Lord Hanson, one of the elder statesmen of British industry, yesterday used his shareholders' annual meeting to launch a broadside at the Labour Party and its aspirations to power. Lord Hanson, 73, defending Hanson PLC's continuing patronage of the Conservative Party - it donated £100,000 to the Tories in 1994 - told shareholders: "For all its posturing as the friend of business Labour is still committed to the European socialist manifesto." This policy, he said, struck at "the very heart of UK manufacturing industry."

His comments triggered an immediate confrontation with Labour, with the shadow secretary for trade and industry, Dr Jack Cunningham, branding the multi-millionaire as "blinkered, ill-informed and hopelessly politically biased."
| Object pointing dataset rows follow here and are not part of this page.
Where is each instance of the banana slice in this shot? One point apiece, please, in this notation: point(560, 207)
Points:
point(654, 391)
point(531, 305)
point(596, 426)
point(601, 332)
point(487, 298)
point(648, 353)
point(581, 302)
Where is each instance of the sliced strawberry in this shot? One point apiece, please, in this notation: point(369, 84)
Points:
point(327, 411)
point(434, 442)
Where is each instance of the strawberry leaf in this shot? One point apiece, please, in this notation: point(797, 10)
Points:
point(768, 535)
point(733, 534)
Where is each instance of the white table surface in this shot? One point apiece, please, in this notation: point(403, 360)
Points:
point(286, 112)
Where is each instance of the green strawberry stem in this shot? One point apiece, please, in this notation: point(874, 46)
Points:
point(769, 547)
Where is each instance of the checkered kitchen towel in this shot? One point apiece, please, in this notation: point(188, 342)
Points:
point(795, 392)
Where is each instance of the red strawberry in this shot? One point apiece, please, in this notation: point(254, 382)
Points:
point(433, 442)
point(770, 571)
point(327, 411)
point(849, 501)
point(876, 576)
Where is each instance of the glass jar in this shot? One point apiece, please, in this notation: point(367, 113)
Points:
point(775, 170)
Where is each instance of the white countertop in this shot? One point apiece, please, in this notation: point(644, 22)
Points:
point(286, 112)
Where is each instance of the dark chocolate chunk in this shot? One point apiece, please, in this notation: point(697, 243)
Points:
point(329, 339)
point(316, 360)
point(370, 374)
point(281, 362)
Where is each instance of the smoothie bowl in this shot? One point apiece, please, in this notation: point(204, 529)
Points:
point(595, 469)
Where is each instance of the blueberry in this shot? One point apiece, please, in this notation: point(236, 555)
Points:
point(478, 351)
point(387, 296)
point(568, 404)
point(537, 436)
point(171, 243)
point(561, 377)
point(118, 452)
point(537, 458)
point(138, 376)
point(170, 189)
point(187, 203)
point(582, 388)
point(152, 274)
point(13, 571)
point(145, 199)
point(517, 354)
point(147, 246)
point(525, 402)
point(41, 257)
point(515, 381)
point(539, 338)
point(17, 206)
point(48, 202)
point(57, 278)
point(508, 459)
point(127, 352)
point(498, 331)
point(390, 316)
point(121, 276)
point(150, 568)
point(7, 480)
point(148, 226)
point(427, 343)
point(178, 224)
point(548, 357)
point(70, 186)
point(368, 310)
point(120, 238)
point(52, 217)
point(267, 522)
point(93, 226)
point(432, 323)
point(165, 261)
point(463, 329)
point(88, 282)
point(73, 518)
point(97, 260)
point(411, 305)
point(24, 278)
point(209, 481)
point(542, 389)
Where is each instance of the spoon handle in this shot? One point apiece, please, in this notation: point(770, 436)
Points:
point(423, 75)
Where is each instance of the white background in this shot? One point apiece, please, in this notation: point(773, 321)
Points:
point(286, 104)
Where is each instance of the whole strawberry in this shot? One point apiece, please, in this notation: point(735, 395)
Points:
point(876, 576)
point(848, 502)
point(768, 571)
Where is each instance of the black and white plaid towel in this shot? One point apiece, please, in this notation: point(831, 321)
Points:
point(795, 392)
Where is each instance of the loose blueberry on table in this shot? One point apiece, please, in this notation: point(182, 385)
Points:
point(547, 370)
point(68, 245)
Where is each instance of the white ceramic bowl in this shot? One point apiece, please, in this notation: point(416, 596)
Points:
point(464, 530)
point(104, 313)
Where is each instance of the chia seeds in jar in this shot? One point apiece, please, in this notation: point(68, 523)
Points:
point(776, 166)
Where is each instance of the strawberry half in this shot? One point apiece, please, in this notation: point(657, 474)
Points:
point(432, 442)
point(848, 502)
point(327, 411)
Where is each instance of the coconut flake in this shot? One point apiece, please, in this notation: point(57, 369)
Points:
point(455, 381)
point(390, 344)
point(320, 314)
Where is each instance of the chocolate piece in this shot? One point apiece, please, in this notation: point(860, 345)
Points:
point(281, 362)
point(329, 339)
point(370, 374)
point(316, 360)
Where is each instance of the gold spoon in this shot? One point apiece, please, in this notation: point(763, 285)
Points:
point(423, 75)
Lord Hanson, who is chairman of the company and paid £1.3m a year, cited "the excesses of Labour councils" as evidence that Tony Blair's reconstructed Labour was unsuited to rule.

The Yorkshire-born peer, whose sprawling empire straddles the Atlantic and embraces everything from coal mining and cigarettes to brick manufacture, told shareholders at the annual meeting in London: "Remember what happened to inflation and the pound in your pocket the last time we had a Labour government."

Last year Lord Hanson's group also gave £15,000 to the Centre for Policy Studies, a Conservative right-wing thinktank.

The Tories believed in backing business enterprise, he said, adding that policies brought in by Margaret Thatcher's government had been a dynamic influence on the success of his company.

He said: "The way forward is to encourage the party that believes in the creation of national wealth, not spending it."

He told shareholders that the contribution to the Conservative Party had to be seen in the context of a company making profits of £1.3bn last year. The annual report also revealed that in the past two years Hanson has made worldwide charitable donations of £6.5m.

A Hanson spokesman said the company had supported the Tory party for at least 10 years, with annual contributions ranging from £50,000 to £100,000.

The influential industrialist's comments yesterday come against the backcloth of moves by Labour to convince Britain's industry leaders that it poses no threat to entrepreneurial dynamism.

Dr Cunningham said that while Lord Hanson may have personally benefited from Conservative industrial policies, he could not pretend that this was true for British industry as a whole.